Lc 13, 10-17
Il vangelo odierno ci presenta “una donna inferma, curva, che non poteva drizzarsi in nessun modo” (v. 11). Gesù la vide e non passò oltre, anche se era di sabato e sebbene sapesse si essere osservato dai suoi avversari: “Gesù la vide e la chiamò e sé” (v. 12). Essere veduti ed essere chiamati è già un dono, il dono più profondo, che guarisce e risana. “Le impose le mani e subito si raddrizzò e glorificava Dio” (v. 13). Gesù libera dal male questa donna che per ben diciotto anni stava così curva. Gesù insiste su questo fatto quando dice: “Ipocriti, non sciogliete di sabato, ciascuno di voi il bue o l’asino per condurlo ad abbeverarsi? E questa figlia di Abramo che per ben diciotto anni è stata legata, non doveva essere sciolta?” (v. 16). La doppiezza d’animo porta appunto a queste divisioni: per il bue o per l’asino si può fare il proprio dovere, ma per il fratello o la sorella che chiede aiuto, no. La legge lo vieta, il cuore lo vieta. Naturalmente mentre i farisei e gli avversari di Gesù si “vergognavano” la folla “esultava per tutte le meraviglie da lui compiute” (v. 17). Il povero riconosce subito e sa vedere le meraviglie di Dio; l’ipocrita, il sapiente della sinagoga, vede solo la legge, anche a scapito del bene e della verità.

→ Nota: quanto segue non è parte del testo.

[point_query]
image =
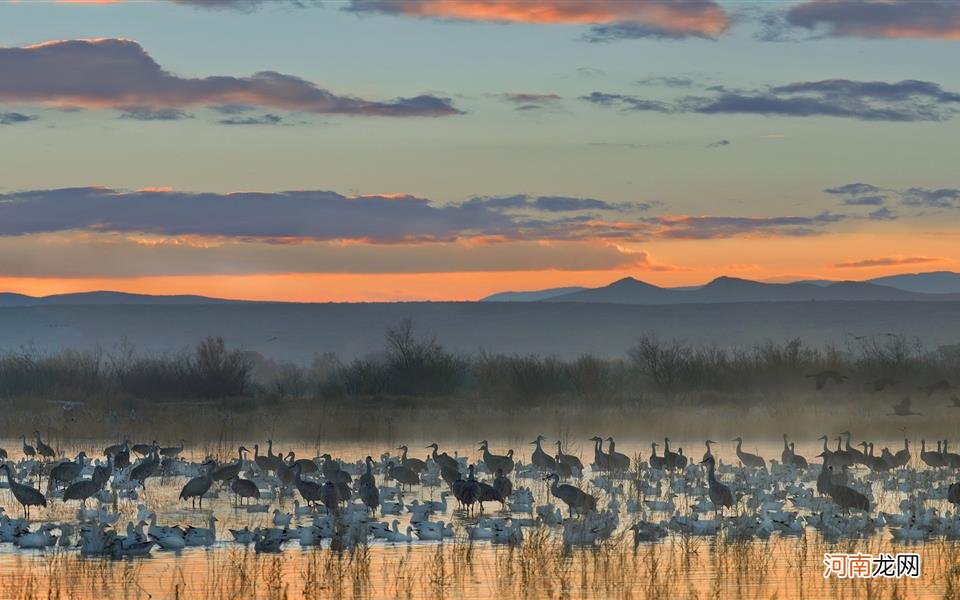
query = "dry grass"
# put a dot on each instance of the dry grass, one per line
(539, 568)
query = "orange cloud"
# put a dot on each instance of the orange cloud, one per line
(119, 73)
(666, 17)
(924, 19)
(887, 261)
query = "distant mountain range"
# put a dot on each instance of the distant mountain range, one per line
(8, 300)
(937, 286)
(941, 285)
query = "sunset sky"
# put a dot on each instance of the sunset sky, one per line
(377, 150)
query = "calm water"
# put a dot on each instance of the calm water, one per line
(677, 566)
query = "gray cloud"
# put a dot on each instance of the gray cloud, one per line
(14, 118)
(319, 216)
(115, 73)
(118, 255)
(939, 198)
(926, 19)
(627, 102)
(854, 189)
(666, 81)
(709, 227)
(609, 19)
(887, 261)
(525, 98)
(865, 201)
(882, 214)
(864, 194)
(903, 101)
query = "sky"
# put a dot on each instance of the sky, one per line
(393, 150)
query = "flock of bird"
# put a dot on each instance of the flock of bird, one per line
(494, 498)
(903, 408)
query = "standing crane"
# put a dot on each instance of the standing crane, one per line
(27, 496)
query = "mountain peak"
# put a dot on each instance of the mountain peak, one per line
(630, 282)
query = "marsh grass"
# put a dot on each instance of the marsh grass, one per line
(540, 567)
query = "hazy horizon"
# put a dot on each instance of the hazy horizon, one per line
(443, 159)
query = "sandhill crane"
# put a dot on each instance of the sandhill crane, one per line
(851, 454)
(83, 489)
(828, 375)
(575, 498)
(102, 473)
(827, 452)
(367, 487)
(121, 460)
(671, 458)
(143, 449)
(307, 465)
(403, 475)
(798, 461)
(930, 458)
(28, 450)
(749, 460)
(450, 476)
(881, 383)
(444, 459)
(244, 488)
(938, 386)
(953, 494)
(786, 457)
(952, 459)
(309, 490)
(902, 457)
(656, 462)
(231, 470)
(600, 458)
(367, 477)
(845, 497)
(66, 471)
(414, 464)
(568, 459)
(708, 452)
(488, 493)
(198, 486)
(330, 496)
(503, 485)
(720, 494)
(495, 462)
(25, 495)
(902, 408)
(618, 460)
(541, 459)
(468, 492)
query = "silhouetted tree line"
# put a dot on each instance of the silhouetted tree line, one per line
(413, 366)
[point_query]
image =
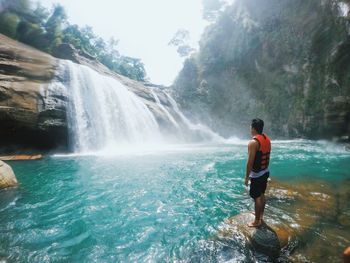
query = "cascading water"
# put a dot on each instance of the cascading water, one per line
(103, 113)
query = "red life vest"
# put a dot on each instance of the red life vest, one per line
(262, 156)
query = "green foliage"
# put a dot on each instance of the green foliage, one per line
(8, 23)
(283, 61)
(47, 30)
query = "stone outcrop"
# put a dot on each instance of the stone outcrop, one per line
(262, 238)
(33, 113)
(7, 176)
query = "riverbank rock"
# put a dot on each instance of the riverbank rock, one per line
(263, 238)
(21, 157)
(7, 176)
(32, 113)
(34, 97)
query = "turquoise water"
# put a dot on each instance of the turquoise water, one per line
(162, 206)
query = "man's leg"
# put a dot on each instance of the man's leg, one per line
(259, 204)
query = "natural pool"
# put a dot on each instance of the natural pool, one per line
(169, 205)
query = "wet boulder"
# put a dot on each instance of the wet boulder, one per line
(263, 238)
(7, 176)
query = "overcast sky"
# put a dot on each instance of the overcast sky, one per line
(143, 28)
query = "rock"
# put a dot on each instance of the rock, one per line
(32, 113)
(7, 176)
(21, 157)
(33, 99)
(263, 238)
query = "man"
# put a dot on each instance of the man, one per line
(257, 172)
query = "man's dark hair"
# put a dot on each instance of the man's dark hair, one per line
(258, 125)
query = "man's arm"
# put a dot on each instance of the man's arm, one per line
(252, 149)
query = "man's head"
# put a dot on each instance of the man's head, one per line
(256, 127)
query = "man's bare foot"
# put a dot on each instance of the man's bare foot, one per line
(255, 223)
(262, 220)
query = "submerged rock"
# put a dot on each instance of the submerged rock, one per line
(7, 176)
(19, 157)
(263, 238)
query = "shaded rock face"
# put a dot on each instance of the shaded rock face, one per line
(7, 176)
(286, 62)
(31, 114)
(33, 109)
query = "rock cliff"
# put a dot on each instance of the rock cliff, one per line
(284, 61)
(33, 112)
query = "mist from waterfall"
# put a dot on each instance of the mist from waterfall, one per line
(103, 113)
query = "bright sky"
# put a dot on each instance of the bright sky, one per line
(143, 28)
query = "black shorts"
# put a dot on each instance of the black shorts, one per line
(258, 185)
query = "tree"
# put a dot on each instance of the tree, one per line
(211, 9)
(9, 23)
(181, 41)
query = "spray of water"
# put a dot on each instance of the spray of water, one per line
(104, 115)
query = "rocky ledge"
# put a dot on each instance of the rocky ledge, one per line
(32, 112)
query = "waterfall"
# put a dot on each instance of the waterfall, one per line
(103, 113)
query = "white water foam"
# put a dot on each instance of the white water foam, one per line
(105, 116)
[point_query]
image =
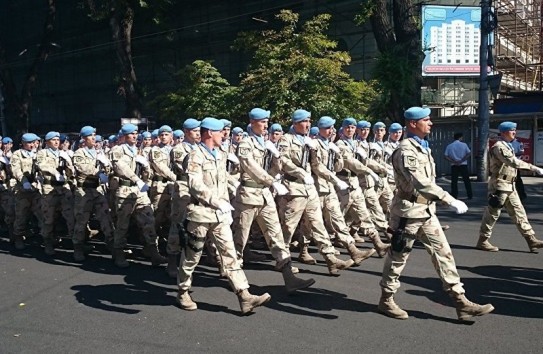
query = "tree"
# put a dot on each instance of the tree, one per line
(398, 68)
(121, 14)
(201, 92)
(18, 103)
(299, 67)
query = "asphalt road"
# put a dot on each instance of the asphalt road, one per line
(57, 306)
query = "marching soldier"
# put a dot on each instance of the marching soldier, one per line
(502, 192)
(413, 218)
(55, 167)
(209, 215)
(303, 199)
(325, 161)
(131, 198)
(259, 162)
(91, 171)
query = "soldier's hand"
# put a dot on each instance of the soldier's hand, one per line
(309, 180)
(279, 188)
(142, 160)
(458, 206)
(271, 148)
(225, 207)
(142, 186)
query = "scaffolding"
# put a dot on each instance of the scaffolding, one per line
(519, 46)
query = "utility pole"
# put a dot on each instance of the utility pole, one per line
(483, 117)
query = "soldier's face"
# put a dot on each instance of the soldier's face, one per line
(302, 127)
(349, 130)
(259, 127)
(165, 138)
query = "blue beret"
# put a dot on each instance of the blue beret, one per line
(52, 135)
(259, 113)
(190, 124)
(29, 137)
(128, 129)
(507, 126)
(212, 124)
(276, 127)
(165, 129)
(178, 133)
(416, 113)
(300, 115)
(395, 127)
(363, 124)
(226, 123)
(379, 125)
(326, 122)
(86, 131)
(348, 121)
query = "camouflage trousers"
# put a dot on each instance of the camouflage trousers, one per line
(293, 208)
(429, 232)
(131, 203)
(26, 202)
(515, 209)
(221, 235)
(59, 199)
(86, 202)
(266, 217)
(180, 201)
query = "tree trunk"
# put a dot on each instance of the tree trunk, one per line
(121, 23)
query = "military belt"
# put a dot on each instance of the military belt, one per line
(252, 184)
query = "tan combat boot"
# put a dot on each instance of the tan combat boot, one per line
(171, 269)
(119, 258)
(292, 283)
(533, 243)
(358, 255)
(335, 265)
(304, 256)
(79, 254)
(466, 309)
(484, 245)
(388, 307)
(184, 301)
(248, 301)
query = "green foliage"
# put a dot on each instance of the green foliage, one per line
(201, 92)
(299, 67)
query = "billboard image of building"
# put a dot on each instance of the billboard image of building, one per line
(451, 37)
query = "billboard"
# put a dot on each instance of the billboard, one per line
(451, 38)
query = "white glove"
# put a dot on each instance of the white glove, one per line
(103, 178)
(342, 185)
(375, 177)
(279, 188)
(142, 186)
(233, 158)
(309, 142)
(64, 155)
(142, 160)
(333, 147)
(362, 153)
(225, 207)
(309, 180)
(272, 148)
(60, 178)
(103, 159)
(458, 206)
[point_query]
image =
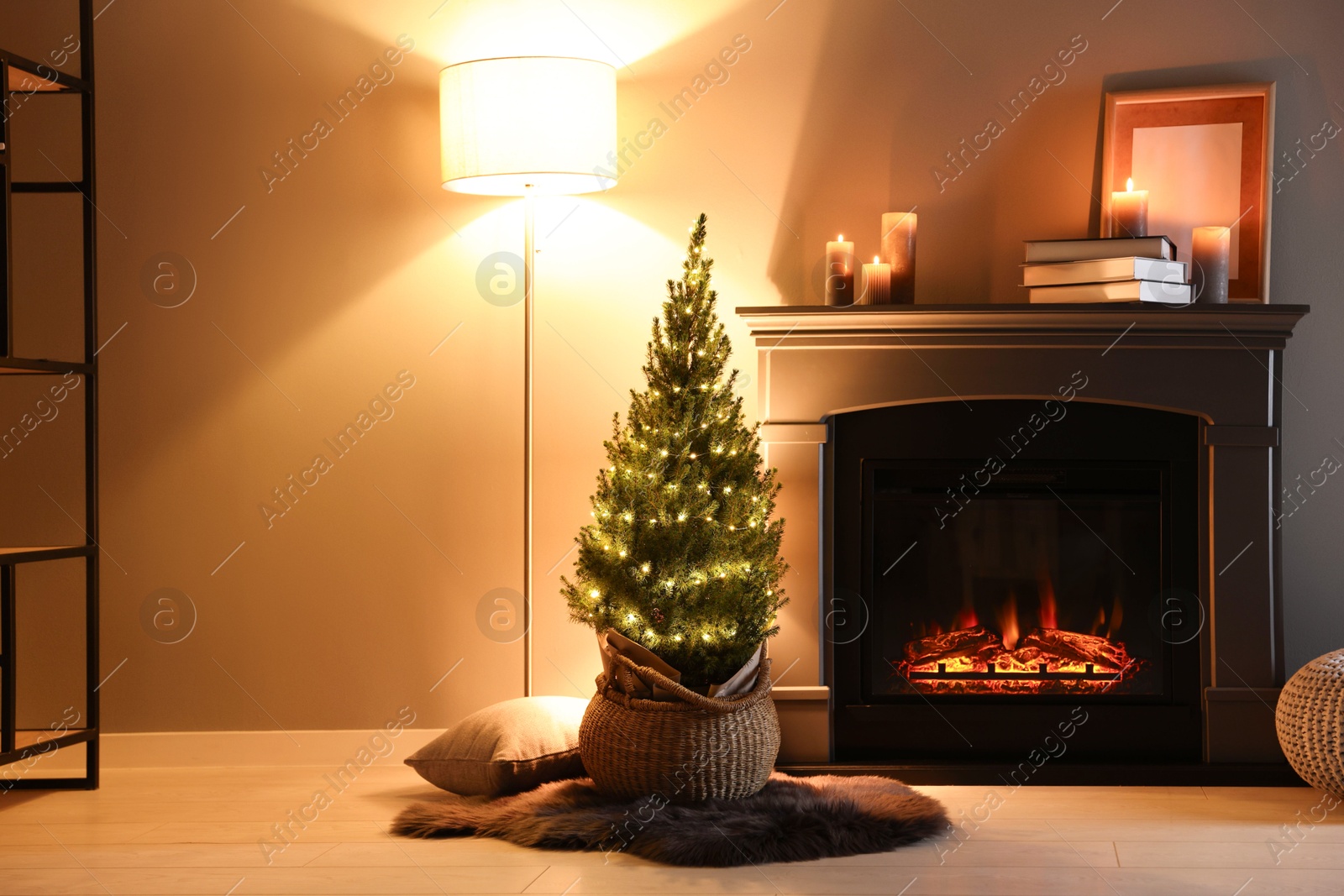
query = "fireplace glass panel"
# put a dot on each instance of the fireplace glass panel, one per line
(1034, 582)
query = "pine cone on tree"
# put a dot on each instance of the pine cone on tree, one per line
(682, 555)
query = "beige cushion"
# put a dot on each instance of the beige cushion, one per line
(506, 748)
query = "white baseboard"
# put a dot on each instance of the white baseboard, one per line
(230, 748)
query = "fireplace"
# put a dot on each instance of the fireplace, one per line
(1010, 519)
(998, 559)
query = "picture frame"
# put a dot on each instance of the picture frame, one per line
(1206, 156)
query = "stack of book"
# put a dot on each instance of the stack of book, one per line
(1124, 269)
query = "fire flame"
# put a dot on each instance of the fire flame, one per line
(1048, 606)
(1008, 622)
(1038, 663)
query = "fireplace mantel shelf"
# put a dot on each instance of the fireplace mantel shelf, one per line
(1221, 364)
(1214, 325)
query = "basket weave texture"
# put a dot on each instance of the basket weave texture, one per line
(687, 750)
(1310, 721)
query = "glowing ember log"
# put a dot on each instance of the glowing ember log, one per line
(964, 644)
(1079, 647)
(978, 661)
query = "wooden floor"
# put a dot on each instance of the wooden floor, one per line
(197, 832)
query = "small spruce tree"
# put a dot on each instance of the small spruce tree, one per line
(682, 555)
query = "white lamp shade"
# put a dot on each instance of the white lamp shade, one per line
(541, 123)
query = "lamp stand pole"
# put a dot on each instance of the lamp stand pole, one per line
(528, 251)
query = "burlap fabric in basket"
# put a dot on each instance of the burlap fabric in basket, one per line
(685, 750)
(1310, 723)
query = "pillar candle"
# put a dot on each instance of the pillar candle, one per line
(1209, 269)
(1129, 211)
(840, 271)
(898, 250)
(874, 284)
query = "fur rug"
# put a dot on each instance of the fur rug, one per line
(790, 820)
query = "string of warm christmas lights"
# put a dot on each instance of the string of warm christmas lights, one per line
(682, 553)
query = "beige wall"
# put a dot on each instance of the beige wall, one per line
(356, 265)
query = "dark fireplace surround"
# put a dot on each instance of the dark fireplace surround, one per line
(969, 485)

Signore Gesù, tu ci passi accanto, ci vedi e ci chiami a te. Ci guarisci da tutte le nostre infermità ed elevati gli occhi al cielo possiamo pregarti, possiamo ringraziarti, possiamo vedere le meraviglie che tu compi per l’uomo, per noi. Non ci sia di ostacolo la legge che a volte il cuore ci impone e ci impedisce di fare il bene nel tuo nome.